Bestialischer Gestank: Prozess gegen Forchheimer Kellerwirt

29.3.2017, 09:30 Uhr
Die Küche des Forchheimer Gastwirtes strotzte vor Fett, Dreck und Schimmel. (Symbolbild)

©  Jens Büttner (dpa) Die Küche des Forchheimer Gastwirtes strotzte vor Fett, Dreck und Schimmel. (Symbolbild)

"In fast 43 Dienstjahren habe ich schon viel gesehen und gerochen, aber einen solch bestialischen Verwesungsgestank habe ich noch nicht erlebt." Was Dieter Wirsching (Forchheim) beschrieb, war kein Tatort, sondern der Inhalt eines Kombidämpfers. Bei einer Kontrolle der Gaststätte war der inzwischen pensionierte Polizeibeamte "dem Brechreiz nahe". Grund war eine undefinierbare Masse, angeblich ein vergessener Braten, der "dort seit Wochen vor sich hinschimmelte".

Es gab kaum eine Ecke in dem Lokal, in der sich nicht unhaltbare Zustände gefunden hätten: "Es sieht auf den Bildern aus wie Sau", so Amtsrichterin Silke Schneider. Ein Staatsanwalt war nicht in der Verhandlung. Rohes Fleisch und Gemüse/Salat wurden im Kühlraum nicht ordnungsgemäß getrennt. Abgestandene Soßen fanden sich in Eimern, die offen herumstanden. Fettreste verkrusteten in der seit Wochen nicht gereinigten Fritteuse. Abgelaufenes Rindfleisch und nicht mit Einfrierdatum versehener Fisch kamen zutage. Die Steckdosen waren verölt, Fliesen kaputt, überall lagen Gegenstände herum, die nichts in der Küche verloren hatten.

Die Zapfanlage war nicht richtig gespült. Auf der Arbeitsfläche lagen Asche und Staub herum. Selbst das Reinigungsmaterial starrte vor Dreck: "Das kann ich Ihnen nicht durchgehen lassen."

25 eklige Vorwürfe

Vier Verteidigungslinien hatte der Beschuldigte (29) aufgebaut, die aber nach und nach in sich zusammenfielen. Erstens: Die Mängel hätten schon beim Vorgängerpächter bestanden. Darauf könne er sich nicht berufen, so das Gericht. "Sie müssen für den ordnungsgemäßen Zustand sorgen," schrieb Schneider dem Gastronomen ins Stammbuch, der in einem Nachbarlandkreis eine weitere Gaststätte gepachtet hat und seit fast sieben Jahren im Geschäft ist. Zweitens: Die meisten Beanstandungen seien eine Folge des "laufenden Betriebes". Dem widersprach Paul Zier, Lebensmittelkontrolleur am Landratsamt.
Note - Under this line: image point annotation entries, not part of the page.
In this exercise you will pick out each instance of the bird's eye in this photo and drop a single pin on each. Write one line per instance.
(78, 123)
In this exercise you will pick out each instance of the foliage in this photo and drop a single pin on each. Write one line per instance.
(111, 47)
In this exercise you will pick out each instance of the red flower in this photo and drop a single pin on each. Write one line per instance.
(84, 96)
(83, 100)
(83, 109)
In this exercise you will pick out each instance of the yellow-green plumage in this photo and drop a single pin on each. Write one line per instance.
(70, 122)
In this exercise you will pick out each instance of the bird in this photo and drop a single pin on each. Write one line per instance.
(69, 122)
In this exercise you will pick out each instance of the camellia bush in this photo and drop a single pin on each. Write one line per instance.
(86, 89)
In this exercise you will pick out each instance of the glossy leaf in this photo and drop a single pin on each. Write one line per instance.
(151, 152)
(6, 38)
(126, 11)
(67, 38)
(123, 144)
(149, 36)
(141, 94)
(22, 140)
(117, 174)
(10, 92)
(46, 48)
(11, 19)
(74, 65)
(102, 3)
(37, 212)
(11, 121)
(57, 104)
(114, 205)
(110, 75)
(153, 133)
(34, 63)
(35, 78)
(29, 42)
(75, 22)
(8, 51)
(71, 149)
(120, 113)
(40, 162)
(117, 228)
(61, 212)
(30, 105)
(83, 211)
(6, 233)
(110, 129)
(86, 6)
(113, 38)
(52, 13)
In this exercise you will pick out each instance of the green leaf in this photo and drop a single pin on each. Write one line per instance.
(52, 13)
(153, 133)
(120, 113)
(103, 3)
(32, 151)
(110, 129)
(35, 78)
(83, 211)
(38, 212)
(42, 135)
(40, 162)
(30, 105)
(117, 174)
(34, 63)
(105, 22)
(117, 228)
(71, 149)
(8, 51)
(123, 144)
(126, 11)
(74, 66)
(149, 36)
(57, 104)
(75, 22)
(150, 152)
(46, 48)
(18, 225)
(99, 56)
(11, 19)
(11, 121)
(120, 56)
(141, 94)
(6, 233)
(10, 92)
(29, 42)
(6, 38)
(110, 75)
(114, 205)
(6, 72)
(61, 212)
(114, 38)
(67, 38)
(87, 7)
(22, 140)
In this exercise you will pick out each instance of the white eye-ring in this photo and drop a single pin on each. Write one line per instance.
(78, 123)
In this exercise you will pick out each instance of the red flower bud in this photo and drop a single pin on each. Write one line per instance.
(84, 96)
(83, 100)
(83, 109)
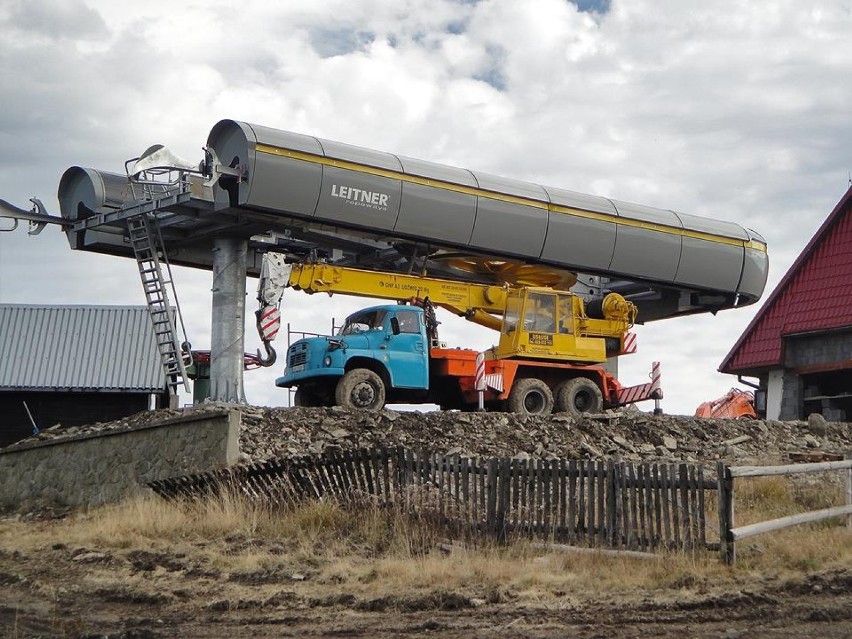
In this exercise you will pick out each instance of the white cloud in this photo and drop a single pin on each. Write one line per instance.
(729, 109)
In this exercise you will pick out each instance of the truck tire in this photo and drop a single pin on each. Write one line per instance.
(579, 396)
(307, 398)
(530, 396)
(360, 388)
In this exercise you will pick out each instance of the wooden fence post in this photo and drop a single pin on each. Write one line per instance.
(848, 455)
(491, 497)
(726, 513)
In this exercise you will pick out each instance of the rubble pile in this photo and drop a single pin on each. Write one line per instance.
(629, 435)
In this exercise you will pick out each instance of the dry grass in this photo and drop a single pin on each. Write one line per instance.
(369, 551)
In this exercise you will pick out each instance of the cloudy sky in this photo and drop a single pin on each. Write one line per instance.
(730, 109)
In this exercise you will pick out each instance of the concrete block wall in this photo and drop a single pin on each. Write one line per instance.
(108, 466)
(819, 349)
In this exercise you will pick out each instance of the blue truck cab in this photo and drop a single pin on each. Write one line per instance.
(380, 355)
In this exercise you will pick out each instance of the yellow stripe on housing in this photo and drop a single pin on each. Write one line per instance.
(503, 197)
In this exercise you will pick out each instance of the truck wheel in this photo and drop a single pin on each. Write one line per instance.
(530, 396)
(360, 388)
(578, 396)
(305, 397)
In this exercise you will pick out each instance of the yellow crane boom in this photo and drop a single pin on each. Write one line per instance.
(535, 322)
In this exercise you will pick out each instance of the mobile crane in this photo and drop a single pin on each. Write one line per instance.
(549, 356)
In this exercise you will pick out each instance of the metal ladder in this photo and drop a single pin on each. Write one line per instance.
(174, 354)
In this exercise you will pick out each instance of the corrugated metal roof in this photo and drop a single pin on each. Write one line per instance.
(78, 348)
(812, 296)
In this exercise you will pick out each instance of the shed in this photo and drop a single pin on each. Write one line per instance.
(74, 365)
(799, 345)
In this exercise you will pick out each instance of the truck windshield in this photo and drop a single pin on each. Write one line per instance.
(363, 321)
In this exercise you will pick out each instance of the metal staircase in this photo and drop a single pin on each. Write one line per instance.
(174, 353)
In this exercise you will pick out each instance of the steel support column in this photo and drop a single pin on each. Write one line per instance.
(227, 341)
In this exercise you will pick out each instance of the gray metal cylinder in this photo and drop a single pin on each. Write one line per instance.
(227, 341)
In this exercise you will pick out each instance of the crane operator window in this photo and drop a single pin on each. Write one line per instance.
(362, 322)
(540, 316)
(408, 321)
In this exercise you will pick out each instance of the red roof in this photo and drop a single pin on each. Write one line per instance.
(814, 295)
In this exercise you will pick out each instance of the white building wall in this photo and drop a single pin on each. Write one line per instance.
(774, 393)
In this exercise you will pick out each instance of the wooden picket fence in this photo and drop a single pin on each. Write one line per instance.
(594, 503)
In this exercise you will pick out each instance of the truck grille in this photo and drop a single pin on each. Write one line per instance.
(297, 357)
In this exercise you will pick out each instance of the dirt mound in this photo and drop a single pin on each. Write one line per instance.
(629, 435)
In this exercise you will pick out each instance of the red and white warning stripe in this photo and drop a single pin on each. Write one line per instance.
(651, 390)
(494, 381)
(269, 323)
(480, 372)
(630, 346)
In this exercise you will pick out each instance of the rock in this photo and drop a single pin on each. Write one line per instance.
(90, 557)
(811, 441)
(817, 424)
(621, 441)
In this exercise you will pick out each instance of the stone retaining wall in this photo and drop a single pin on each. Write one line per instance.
(101, 467)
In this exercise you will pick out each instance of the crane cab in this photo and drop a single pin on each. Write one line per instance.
(541, 323)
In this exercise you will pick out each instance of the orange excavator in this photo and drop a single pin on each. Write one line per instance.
(735, 404)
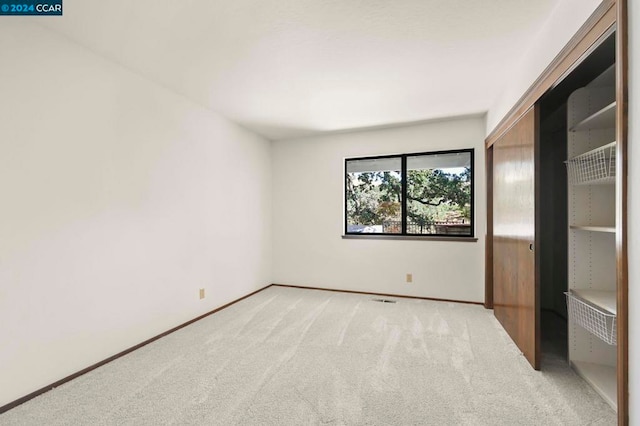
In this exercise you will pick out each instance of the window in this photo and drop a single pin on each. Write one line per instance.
(428, 193)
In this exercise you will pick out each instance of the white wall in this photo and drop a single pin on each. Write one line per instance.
(566, 19)
(119, 200)
(308, 218)
(634, 211)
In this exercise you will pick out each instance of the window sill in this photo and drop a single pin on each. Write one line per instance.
(408, 237)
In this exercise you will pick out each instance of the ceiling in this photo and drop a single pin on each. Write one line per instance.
(289, 68)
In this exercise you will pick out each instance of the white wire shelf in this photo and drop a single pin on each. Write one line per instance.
(597, 166)
(602, 119)
(594, 311)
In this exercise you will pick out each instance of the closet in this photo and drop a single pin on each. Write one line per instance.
(576, 220)
(591, 171)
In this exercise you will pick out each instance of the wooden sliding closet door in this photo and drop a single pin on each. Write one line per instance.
(515, 289)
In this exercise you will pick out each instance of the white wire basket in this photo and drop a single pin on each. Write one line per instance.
(595, 166)
(598, 322)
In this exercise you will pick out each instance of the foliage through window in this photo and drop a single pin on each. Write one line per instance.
(411, 194)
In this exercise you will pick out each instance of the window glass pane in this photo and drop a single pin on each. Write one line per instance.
(439, 194)
(374, 195)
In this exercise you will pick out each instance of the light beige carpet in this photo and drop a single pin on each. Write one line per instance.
(302, 357)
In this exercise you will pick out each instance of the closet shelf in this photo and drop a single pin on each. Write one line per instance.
(592, 228)
(597, 166)
(595, 311)
(602, 119)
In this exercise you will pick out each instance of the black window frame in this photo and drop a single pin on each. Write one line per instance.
(403, 158)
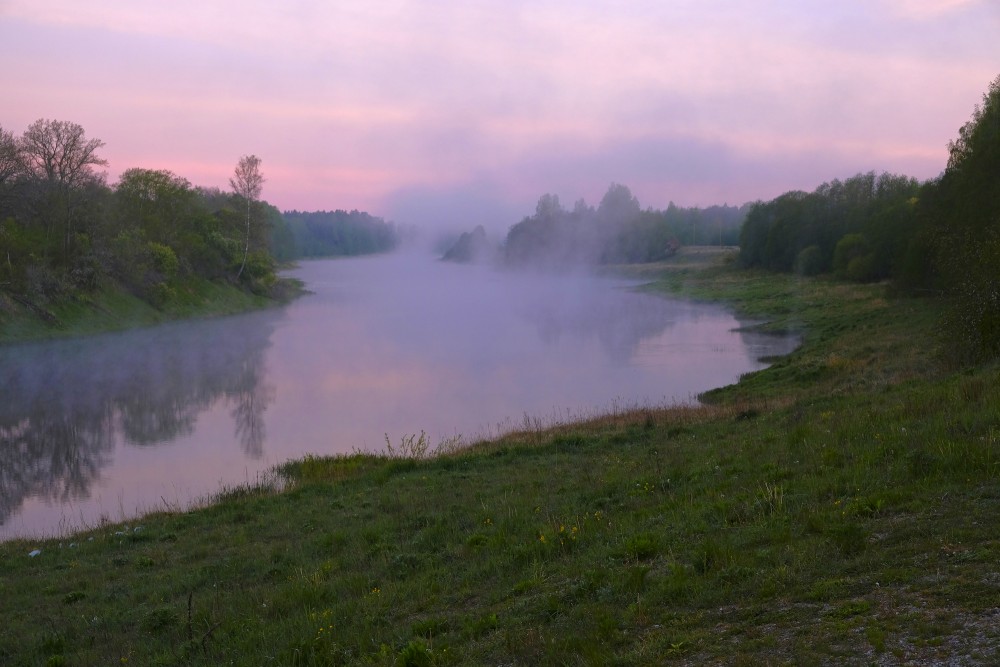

Mit bloßem Auge sei zu erkennen, dass über einen längeren Zeitraum nicht ordentlich gereinigt worden sei. Es seien nicht nur ein paar Brotkrümel oder ein paar Zwiebelscheiben, die unter dem Tisch lägen. Insgesamt standen 25 eklige Vorwürfe im Raum.

Drittens: Er selbst sei eine Woche krank gewesen und habe sich auf seine Mitarbeiter verlassen müssen: "Die waren aber offensichtlich überfordert." Viertens: Im Grunde sei er nur so streng kontrolliert und seine Gaststätte geschlossen worden, weil er türkischer Staatsbürger sei. "Dieser Meinung sind Sie ja offensichtlich", so Richterin Silke Schneider, der nach knapp zwei Stunden geduldigen Zuhörens der Kragen platzte: "Wollen Sie mich für dumm verkaufen?" Die Missstände seien nicht erst gestern aufgetreten: "Bei Ihnen hätte ich nichts essen wollen."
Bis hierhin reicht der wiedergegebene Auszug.